Medicare should pay for diet advice
The Institute of Medicine, the medical arm of the National Academy of Sciences, says Medicare should pay for coverage of patients sent home with feeding tubes for intravenous feeding. Currently, Medicare treats the feeding as a device, not a service.
Three separate panels reported on whether Medicare should pay for immune-suppressing drugs for transplant patients, nutritional services, skin cancer screening, and patients taking part in clinical trials.
Congress recently extended coverage of the immune-suppressing drugs that must be taken by patients for life after an organ transplant from three years to 44 months, or just over three and a half years. The Institute’s report calls for eliminating this time limit, and says that Medicare benefits should include nutritional counseling for some patients and should pay for pricey but vital transplant drugs for a patient’s life.
"The committee recommends that nutrition therapy, upon referral by a physician, be a reimbursable benefit for Medicare beneficiaries," the report said, noting that it is very hard to change to a healthy and many elderly patients cannot make the changes without help.
Clinical point-of-care documentation system improved
Simione Central Holdings Inc. has released version 2.5 of The Smart ClipBoard clinical information system.

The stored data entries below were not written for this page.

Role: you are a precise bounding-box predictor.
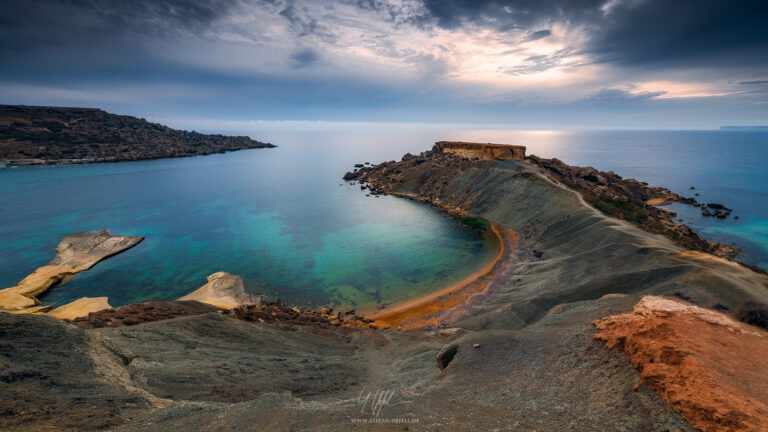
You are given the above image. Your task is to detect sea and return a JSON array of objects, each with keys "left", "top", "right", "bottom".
[{"left": 1, "top": 129, "right": 766, "bottom": 310}]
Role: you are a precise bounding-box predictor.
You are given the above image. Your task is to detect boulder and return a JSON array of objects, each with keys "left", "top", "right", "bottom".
[
  {"left": 436, "top": 344, "right": 459, "bottom": 369},
  {"left": 47, "top": 297, "right": 112, "bottom": 320},
  {"left": 177, "top": 272, "right": 253, "bottom": 309}
]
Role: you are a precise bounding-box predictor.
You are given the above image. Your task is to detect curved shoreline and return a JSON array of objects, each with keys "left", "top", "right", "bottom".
[{"left": 365, "top": 221, "right": 511, "bottom": 329}]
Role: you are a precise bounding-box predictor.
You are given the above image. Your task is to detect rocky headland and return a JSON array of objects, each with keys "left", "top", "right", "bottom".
[
  {"left": 345, "top": 142, "right": 737, "bottom": 259},
  {"left": 0, "top": 105, "right": 274, "bottom": 165},
  {"left": 2, "top": 142, "right": 768, "bottom": 431}
]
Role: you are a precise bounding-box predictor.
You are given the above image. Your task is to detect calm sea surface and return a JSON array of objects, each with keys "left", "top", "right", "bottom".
[{"left": 1, "top": 129, "right": 766, "bottom": 310}]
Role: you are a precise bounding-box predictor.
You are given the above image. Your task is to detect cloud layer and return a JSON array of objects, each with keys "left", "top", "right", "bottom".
[{"left": 1, "top": 0, "right": 766, "bottom": 128}]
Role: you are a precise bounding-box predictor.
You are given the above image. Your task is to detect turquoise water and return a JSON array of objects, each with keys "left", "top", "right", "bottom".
[
  {"left": 0, "top": 131, "right": 499, "bottom": 310},
  {"left": 1, "top": 129, "right": 767, "bottom": 312}
]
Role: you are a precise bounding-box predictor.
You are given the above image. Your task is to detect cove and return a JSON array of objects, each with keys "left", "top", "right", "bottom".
[{"left": 0, "top": 131, "right": 499, "bottom": 311}]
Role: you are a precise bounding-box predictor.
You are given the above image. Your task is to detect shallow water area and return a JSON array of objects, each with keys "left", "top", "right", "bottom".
[{"left": 0, "top": 131, "right": 499, "bottom": 310}]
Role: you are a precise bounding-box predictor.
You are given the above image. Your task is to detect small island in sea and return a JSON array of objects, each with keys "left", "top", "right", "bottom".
[{"left": 0, "top": 105, "right": 274, "bottom": 165}]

The Smart ClipBoard is the home health care industry’s leading Windows 95, pen-compatible, clinical information system. It provides a clinical solution designed to assist home health care providers in co-managing the cost and quality of the care they deliver through an understanding of their clinical and administrative processes. Version 2.5 offers improvements to the existing Smart ClipBoard functionality including improved replication, plan-of-care merge function, user-defined ICD-9 subsetting, revised order screens, and several new report options.

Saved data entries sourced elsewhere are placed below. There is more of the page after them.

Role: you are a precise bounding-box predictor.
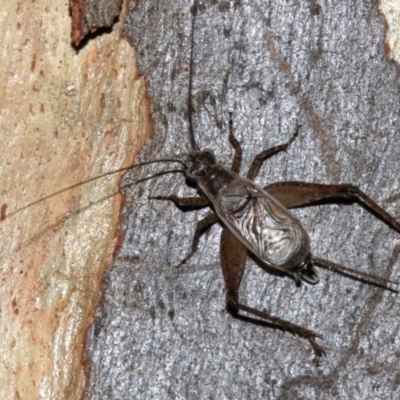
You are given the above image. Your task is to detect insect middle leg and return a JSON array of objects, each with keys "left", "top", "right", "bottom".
[
  {"left": 150, "top": 195, "right": 218, "bottom": 266},
  {"left": 220, "top": 227, "right": 325, "bottom": 357},
  {"left": 176, "top": 212, "right": 219, "bottom": 266}
]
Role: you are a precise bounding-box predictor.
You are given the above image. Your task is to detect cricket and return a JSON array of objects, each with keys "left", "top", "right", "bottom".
[{"left": 6, "top": 2, "right": 400, "bottom": 360}]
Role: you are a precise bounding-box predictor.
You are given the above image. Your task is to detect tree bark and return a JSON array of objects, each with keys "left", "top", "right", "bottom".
[
  {"left": 85, "top": 1, "right": 400, "bottom": 399},
  {"left": 0, "top": 0, "right": 149, "bottom": 398}
]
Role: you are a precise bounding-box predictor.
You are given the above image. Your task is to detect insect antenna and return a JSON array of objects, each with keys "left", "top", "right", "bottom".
[
  {"left": 3, "top": 158, "right": 186, "bottom": 221},
  {"left": 119, "top": 168, "right": 185, "bottom": 193},
  {"left": 313, "top": 256, "right": 399, "bottom": 293},
  {"left": 187, "top": 0, "right": 200, "bottom": 152}
]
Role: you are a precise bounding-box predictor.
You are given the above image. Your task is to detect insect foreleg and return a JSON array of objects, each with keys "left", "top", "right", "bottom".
[
  {"left": 150, "top": 194, "right": 210, "bottom": 209},
  {"left": 264, "top": 182, "right": 400, "bottom": 234},
  {"left": 220, "top": 228, "right": 325, "bottom": 357},
  {"left": 247, "top": 126, "right": 300, "bottom": 180},
  {"left": 177, "top": 213, "right": 220, "bottom": 267},
  {"left": 228, "top": 114, "right": 243, "bottom": 174}
]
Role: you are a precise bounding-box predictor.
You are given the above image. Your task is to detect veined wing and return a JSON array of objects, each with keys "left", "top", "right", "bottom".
[{"left": 214, "top": 179, "right": 309, "bottom": 270}]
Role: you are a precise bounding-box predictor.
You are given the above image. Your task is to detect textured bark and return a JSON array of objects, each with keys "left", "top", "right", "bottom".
[
  {"left": 84, "top": 1, "right": 400, "bottom": 399},
  {"left": 0, "top": 0, "right": 148, "bottom": 398},
  {"left": 69, "top": 0, "right": 123, "bottom": 46},
  {"left": 380, "top": 0, "right": 400, "bottom": 63}
]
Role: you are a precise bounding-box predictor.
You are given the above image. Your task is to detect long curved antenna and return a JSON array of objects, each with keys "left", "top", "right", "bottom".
[
  {"left": 120, "top": 168, "right": 184, "bottom": 192},
  {"left": 188, "top": 1, "right": 199, "bottom": 151},
  {"left": 3, "top": 159, "right": 185, "bottom": 221},
  {"left": 20, "top": 169, "right": 185, "bottom": 246}
]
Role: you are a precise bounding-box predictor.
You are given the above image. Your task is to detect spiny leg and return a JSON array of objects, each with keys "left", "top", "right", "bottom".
[
  {"left": 228, "top": 112, "right": 242, "bottom": 174},
  {"left": 264, "top": 181, "right": 400, "bottom": 289},
  {"left": 177, "top": 213, "right": 220, "bottom": 267},
  {"left": 264, "top": 181, "right": 400, "bottom": 234},
  {"left": 220, "top": 228, "right": 325, "bottom": 358},
  {"left": 150, "top": 194, "right": 210, "bottom": 209},
  {"left": 247, "top": 126, "right": 300, "bottom": 180}
]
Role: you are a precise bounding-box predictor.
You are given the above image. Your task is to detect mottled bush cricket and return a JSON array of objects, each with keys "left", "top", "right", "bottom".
[
  {"left": 7, "top": 2, "right": 400, "bottom": 359},
  {"left": 134, "top": 3, "right": 400, "bottom": 358}
]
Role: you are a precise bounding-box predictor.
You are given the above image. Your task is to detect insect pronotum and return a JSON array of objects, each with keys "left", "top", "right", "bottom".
[{"left": 8, "top": 2, "right": 400, "bottom": 359}]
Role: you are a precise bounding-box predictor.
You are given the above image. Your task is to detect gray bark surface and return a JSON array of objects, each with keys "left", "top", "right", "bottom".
[
  {"left": 70, "top": 0, "right": 123, "bottom": 45},
  {"left": 85, "top": 1, "right": 400, "bottom": 398}
]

For further information, contact R. Bruce Dewey, president and CEO, at (770) 644-6700. Web site: www. simcen.com.
CINA relocates
The Canadian Intravenous Nurses Association (CINA) has relocated its office to 18 Wynford Drive, Suite 516, North York, Ontario, M3C 3S2, Canada. Telephone: (416) 445-4516. Fax: (416) 445-4513. E-mail: [email protected]. Web site: www.web.idirect.com/~csotcina.

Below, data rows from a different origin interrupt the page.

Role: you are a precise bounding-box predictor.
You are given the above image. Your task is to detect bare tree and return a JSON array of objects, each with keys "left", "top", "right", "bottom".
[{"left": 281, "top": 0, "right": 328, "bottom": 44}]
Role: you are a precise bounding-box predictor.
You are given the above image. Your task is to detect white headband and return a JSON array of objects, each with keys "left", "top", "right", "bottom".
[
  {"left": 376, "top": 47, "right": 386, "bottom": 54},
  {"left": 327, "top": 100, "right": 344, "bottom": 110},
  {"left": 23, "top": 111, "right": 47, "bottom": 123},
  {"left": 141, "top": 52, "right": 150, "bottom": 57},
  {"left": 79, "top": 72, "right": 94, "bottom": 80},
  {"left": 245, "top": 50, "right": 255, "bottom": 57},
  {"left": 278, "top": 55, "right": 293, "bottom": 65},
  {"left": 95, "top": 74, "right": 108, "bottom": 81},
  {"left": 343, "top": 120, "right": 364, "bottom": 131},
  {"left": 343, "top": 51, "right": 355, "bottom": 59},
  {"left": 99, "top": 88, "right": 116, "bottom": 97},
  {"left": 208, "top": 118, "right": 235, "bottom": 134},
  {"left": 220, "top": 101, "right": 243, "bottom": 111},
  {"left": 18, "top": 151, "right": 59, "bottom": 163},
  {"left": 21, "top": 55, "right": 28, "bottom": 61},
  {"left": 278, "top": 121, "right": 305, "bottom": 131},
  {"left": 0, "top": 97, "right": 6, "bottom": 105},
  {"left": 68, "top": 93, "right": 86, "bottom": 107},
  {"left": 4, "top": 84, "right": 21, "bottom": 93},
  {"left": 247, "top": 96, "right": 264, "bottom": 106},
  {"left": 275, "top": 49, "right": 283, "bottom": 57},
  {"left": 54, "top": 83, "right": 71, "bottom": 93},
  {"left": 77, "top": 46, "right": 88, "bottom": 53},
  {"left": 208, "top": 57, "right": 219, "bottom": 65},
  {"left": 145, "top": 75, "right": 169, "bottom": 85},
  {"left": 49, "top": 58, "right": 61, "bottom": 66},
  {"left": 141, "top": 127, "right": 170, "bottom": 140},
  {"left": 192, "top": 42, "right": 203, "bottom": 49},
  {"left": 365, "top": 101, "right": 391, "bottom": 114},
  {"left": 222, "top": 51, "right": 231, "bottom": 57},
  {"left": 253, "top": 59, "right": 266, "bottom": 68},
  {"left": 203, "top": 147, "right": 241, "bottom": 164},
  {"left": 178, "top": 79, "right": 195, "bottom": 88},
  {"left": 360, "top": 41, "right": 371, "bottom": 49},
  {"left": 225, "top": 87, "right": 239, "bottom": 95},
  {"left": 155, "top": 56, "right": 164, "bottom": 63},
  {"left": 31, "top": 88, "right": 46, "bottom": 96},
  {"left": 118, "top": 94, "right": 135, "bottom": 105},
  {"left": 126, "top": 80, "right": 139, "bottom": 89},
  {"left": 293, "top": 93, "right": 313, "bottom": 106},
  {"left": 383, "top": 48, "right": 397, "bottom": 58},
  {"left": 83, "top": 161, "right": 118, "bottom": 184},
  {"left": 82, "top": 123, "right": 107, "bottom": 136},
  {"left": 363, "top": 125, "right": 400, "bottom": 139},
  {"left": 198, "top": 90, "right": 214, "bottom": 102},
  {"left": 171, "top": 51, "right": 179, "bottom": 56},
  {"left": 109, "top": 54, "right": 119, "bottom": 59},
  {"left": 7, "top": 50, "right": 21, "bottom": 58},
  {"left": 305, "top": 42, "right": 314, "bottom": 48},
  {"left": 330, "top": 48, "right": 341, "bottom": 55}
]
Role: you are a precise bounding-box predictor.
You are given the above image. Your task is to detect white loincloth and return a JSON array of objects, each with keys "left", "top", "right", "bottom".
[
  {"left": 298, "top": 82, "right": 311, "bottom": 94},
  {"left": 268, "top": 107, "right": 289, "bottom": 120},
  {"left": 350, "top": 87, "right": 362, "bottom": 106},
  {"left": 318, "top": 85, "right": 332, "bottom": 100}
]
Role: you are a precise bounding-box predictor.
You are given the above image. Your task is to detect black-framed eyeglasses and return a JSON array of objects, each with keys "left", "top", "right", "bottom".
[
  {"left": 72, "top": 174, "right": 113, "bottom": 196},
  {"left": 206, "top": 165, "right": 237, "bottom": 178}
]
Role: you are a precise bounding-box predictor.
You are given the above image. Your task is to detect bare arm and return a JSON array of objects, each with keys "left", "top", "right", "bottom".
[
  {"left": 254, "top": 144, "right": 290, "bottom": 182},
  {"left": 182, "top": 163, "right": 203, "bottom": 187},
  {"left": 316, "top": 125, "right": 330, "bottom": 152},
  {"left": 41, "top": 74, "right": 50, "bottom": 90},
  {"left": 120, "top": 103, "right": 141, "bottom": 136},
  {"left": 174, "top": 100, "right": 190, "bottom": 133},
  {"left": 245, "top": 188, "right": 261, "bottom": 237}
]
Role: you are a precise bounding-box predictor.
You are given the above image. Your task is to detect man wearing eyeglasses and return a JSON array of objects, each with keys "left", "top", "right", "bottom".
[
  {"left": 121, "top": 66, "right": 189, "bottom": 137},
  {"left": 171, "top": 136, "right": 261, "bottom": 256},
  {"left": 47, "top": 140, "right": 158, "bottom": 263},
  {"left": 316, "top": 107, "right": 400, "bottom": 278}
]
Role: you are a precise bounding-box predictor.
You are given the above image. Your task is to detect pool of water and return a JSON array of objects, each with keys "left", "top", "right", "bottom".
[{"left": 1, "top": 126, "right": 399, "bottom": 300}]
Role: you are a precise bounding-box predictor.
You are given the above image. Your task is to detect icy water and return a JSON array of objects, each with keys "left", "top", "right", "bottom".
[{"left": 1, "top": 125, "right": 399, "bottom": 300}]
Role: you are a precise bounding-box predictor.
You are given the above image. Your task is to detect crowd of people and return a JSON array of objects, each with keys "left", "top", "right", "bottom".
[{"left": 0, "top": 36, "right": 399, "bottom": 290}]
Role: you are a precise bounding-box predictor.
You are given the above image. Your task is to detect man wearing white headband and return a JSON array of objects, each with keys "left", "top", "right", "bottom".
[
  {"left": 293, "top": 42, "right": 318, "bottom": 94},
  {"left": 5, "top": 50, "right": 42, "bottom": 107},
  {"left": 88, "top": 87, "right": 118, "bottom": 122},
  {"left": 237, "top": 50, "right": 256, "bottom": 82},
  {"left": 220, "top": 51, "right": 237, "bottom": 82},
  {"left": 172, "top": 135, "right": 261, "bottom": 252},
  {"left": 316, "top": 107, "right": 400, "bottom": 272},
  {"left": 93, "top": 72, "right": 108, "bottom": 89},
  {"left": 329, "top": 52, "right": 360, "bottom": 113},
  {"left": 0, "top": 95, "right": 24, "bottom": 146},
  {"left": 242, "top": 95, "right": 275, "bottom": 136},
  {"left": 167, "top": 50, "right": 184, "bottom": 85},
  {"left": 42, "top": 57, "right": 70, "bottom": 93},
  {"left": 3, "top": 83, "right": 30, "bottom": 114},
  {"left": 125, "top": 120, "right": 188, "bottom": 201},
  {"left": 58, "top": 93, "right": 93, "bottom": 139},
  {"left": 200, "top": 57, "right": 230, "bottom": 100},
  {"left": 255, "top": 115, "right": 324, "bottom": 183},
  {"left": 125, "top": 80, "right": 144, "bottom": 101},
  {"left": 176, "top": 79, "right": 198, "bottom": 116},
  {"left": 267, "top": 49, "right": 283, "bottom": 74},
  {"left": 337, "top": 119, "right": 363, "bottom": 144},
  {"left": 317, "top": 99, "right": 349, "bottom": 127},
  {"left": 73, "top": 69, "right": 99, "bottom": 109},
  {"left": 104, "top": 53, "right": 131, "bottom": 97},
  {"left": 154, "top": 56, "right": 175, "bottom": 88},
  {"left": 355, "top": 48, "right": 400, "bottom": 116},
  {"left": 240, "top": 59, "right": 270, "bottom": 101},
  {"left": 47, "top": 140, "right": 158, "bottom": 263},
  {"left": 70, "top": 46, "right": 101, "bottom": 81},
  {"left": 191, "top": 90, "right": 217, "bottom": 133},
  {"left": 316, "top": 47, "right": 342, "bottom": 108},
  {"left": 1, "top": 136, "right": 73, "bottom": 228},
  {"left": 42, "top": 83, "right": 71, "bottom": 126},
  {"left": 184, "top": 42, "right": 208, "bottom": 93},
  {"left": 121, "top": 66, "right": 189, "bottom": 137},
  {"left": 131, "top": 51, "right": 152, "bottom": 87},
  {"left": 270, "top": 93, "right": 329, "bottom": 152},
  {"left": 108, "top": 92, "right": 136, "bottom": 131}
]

Latex gloves used in handling food an allergen contaminant
The latest research in latex allergy points to food handlers who wear latex gloves as a potential danger.
According to a study presented by D.H. Beezhold at the 1999 annual meeting of the American College of Allergy, Asthma, and Immunology, latex glove use by food handlers can be the source of latex allergen contamination. Immunodetection showed that fingerprints of latex protein could be lifted on cheese touched with powdered latex gloves, but not with vinyl gloves.1,2 Transfer of latex protein to lettuce was also tested using an inhibition ELISA for latex protein. Again, traces were detected on lettuce handled with powdered gloves.
Since patient avoidance is currently the only method of preventing adverse reactions to latex, the results of those tests are especially significant. To avoid such unsuspected exposure, food handlers should either follow appropriate hygienic procedures or use nonlatex gloves.
References
1. Beezhold DH, Reschke J, Allen J, et al. Latex protein: A hidden food allergen. Abstract 50. Program and abstracts of the 1999 annual meeting of the American College of Allergy, Asthma, and Immunology. Chicago; November 1999.
2. Bahna S. New Findings in Food Allergy Research. Program and abstracts of the 1999 Annual Meeting of the American College of Allergy, Asthma, and Immunology. Chicago; 1999.